Monday, December 21, 2020

What if there is nothing?

What if there is nothing? No truth. No answers
What if all we were taught to believe
Turns out to just be illusions in the land of OZ
Can we stop seeking? Can we stop grasping?
Can we just say no no no no no no no
Can we just be?

What if we don't need to be stressed all the time?
What if work isn't the higher calling it proclaims itself to be?
What is it to be human? What is it to be me?
Can't you see? Can we not just be?

No meaning. No purpose. No higher calling true
What if all there is in life is what I do for you?
A gaping void of nothingness save what you mean to me
So many people searching, so many people lost
Trying to find meaning...

Wake up. There is no meaning. There is only me. Only us. Only vegan sausages.
Vegan sausages. Compost. And lots of useless searching in between.

Wednesday, July 22, 2020

Dad you never get it right (Dorky Poetry)

I know a lot I really do
Do not dismiss me hear me through
I know a lot I'll tell you this
All about the Kelowna virus

Oh CORONA oh I see!
I knew it's not from Tennessee
So you say it's from Wutan
Isn't that in Pakistan?

It causes Corbin seventeen
Something deadly and obscene
Lucky lucky yes for me
That there is none in NYC

Oh there is? That's something new
I bet it's not in Kathmandu
We should go and then you'll see
As we smoke good peyote

Do not fear we will be fine
I've got some hydroxychloroquine
Don't worry there's no need to rue
The power of belief will make it true 

Wednesday, June 24, 2020

I really have great kids

I'm sorry, what can I say? They are so wonderful!

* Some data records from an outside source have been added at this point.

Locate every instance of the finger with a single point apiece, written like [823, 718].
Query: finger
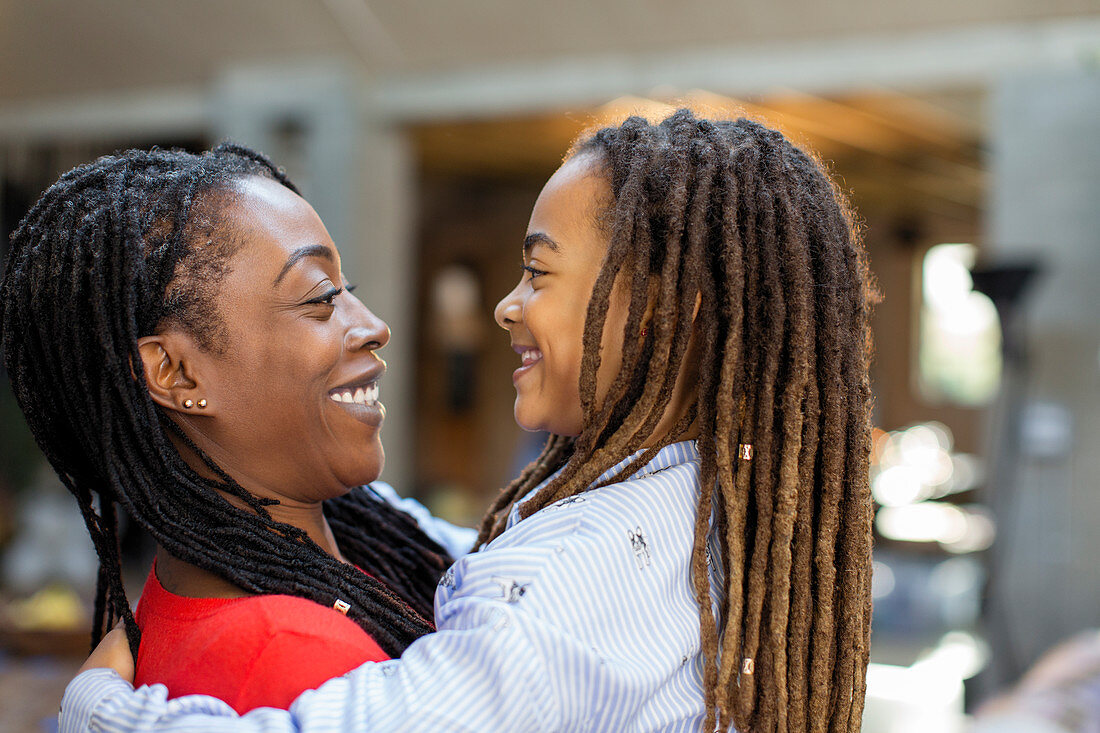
[112, 653]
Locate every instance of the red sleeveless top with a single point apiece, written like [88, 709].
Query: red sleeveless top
[255, 652]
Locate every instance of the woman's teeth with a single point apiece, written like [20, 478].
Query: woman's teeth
[359, 395]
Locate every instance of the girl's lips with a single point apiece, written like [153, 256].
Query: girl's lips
[530, 358]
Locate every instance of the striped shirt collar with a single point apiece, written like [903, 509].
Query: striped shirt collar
[674, 453]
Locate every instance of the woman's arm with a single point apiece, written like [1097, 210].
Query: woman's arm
[487, 677]
[558, 625]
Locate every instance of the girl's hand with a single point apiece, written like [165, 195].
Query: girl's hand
[112, 652]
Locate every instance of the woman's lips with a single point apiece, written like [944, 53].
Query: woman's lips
[361, 403]
[530, 358]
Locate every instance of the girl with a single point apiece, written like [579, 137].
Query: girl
[693, 547]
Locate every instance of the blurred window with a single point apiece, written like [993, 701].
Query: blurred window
[959, 331]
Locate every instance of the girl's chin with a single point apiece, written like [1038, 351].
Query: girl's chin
[540, 424]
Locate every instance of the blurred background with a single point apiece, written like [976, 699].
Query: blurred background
[966, 134]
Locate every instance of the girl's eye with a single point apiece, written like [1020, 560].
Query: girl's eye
[535, 272]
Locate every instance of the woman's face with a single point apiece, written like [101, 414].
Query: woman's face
[293, 393]
[545, 313]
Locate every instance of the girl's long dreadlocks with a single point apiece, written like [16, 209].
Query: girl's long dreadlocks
[735, 215]
[111, 252]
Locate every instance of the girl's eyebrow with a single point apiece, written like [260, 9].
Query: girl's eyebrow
[539, 238]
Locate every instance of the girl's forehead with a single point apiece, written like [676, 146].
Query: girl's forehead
[571, 200]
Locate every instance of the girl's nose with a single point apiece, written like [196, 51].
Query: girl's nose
[509, 309]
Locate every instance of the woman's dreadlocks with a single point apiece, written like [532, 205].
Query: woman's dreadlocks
[111, 252]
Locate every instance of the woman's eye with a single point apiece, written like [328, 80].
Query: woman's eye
[534, 272]
[327, 298]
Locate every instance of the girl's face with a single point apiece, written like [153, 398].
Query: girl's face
[545, 313]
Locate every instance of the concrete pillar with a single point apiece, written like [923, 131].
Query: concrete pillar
[1045, 204]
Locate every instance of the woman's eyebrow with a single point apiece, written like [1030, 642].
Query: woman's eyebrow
[308, 251]
[539, 238]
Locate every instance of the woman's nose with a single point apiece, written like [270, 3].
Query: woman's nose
[509, 309]
[366, 331]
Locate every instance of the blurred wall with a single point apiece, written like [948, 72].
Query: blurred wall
[1045, 206]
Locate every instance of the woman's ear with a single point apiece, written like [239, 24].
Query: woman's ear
[168, 373]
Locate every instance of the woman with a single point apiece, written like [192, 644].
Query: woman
[179, 339]
[693, 546]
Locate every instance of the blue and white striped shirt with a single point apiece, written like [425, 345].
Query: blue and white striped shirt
[581, 617]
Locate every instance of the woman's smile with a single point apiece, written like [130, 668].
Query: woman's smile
[359, 397]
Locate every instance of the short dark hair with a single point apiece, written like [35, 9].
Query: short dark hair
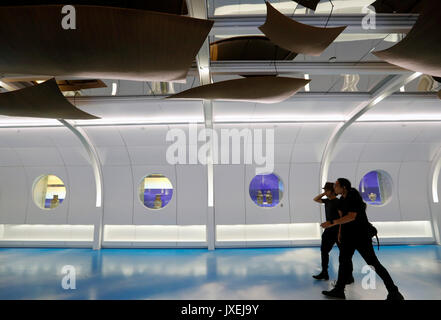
[345, 183]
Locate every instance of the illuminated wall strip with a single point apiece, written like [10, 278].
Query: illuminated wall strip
[307, 87]
[98, 174]
[41, 232]
[383, 92]
[114, 88]
[436, 176]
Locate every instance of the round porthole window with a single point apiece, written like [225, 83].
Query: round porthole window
[49, 192]
[266, 190]
[155, 191]
[376, 187]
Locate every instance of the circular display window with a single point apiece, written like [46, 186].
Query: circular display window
[49, 192]
[155, 191]
[266, 190]
[376, 187]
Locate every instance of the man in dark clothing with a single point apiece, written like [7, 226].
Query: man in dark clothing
[330, 235]
[355, 236]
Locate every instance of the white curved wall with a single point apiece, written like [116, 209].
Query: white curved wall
[128, 153]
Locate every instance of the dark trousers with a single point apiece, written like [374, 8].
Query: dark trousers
[364, 246]
[329, 238]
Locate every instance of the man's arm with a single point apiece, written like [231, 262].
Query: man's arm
[319, 198]
[347, 218]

Yesterday Alma (my 3 year old) had the building blocks out. She had them standing up in a line, and at the end she put them in a circle. It got to a point where with each new piece she added, she knocked another down. Then she'd pick it up and try to put it back and knock down another piece. She was so absorbed, and so pleased by the sculpture(?) that she'd created.

Why is it that as we get older, we're not allowed to play with blocks anymore? Why is it that as we get older, we're not supposed to join in with 3 year olds' games anymore?

... Wouldn't life be better if we spent most of our time trying to help each other build sand castles on the beach?

Oh wait, we can't do this because of the Corona virus. Never mind; let's go back to being stressed out and pushing each other down in our "adult" things

Tuesday, February 18, 2020

"Jan needs to let your father go"

"Jan needs to let your father go". So said Peggy (Pei-shien) Wong when she came to visit my parents. Nothing could be truer. She needed to give my father permission (and the courage) to face his condition; to face up to the fact that he is reaching the end.

My parents have decided to take a cruise to the Caribbean and back. In the days before, my father's blood pressure rocketed sky high. He has become his anxiety, and neither he nor my mother can adapt to their new reality.

Meanwhile, my family and I are taking our first vacation in about a year! I have never needed a vacation like I need this vacation. Reconnecting with Caroline and our kids, and having them forefront in my heart and mind is so restorative!

Over the course of my father's illness, I have become increasingly dissatisfied with American cultural values: Consumption, focus on the self, small families, proxy competition using your children, money as the one and only marker of success. It's so hollow. Contrary to American culture, I am 100% convinced that a life spent putting career before family is a life wasted.

It is a shame that my parents are so totally unequipped for what they are facing. And that they are so totally resistant to other ways of evaluating what a good life means. They have become consummate consumers, and cannot comprehend death as a part of life. My father has only fear and pain ahead of him, but he cannot admit this to himself. He still wants to live, and he still wants to live like he's always lived.

Me myself: It took a while, but I have come to accept and love my parents for who they are. To understand that for all of their studies, they are limited in the ideas that they will consider. My job now is to support them - the only way they will let me help them - and to focus my emotional energy on my kids, my wife, home life, and getting the family (and hopefully my resistant mother) through this in one piece.